Sept. 4, 2008 — A herculean engineering feat has put an end to a decades-long diplomatic dispute between Italy and Ethiopia over a looted obelisk.
The Axum obelisk, one of Ethiopia’s national treasures, has finally returned home after a 70-year stay in Rome.
The event is celebrated today in Axum with song, dance and processions.
“It’s the beginning of Ethiopia’s rebirth,” a spokesperson for the Egyptian government said at the ceremony, in which Ethiopian and Italian authorities signed the official return of the 160-ton granite pillar.
A symbol of national identity to Ethiopians, the 79-foot funerary stele was built 1,700 years ago in Axum. The monument is one of a group of obelisks erected when Ethiopia adopted Christianity in the 4th century A.D.
The ruins of the ancient city of Axum mark the location of the Kingdom of Axum, regarded as one of the four great kingdoms of the between the Eastern Roman Empire and Persia.
Some 1,000 years ago, the obelisk collapsed on Ethiopian ground following an earthquake and broke into five fragments.
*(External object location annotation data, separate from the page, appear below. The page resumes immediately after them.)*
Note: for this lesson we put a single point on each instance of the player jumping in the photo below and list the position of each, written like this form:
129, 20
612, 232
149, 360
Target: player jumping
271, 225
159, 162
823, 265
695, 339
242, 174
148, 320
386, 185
Troops of the Italian dictator Mussolini, who had invaded Ethiopia in 1935, shipped the fragments to Italy and then reassembled the obelisk in Rome in 1937 as a symbol of fascist power.
For more than six decades, the obelisk stood where Mussolini put it: in front of the Ministry of the Colonies, today the headquarters of the U.N. Food and Agriculture Organization.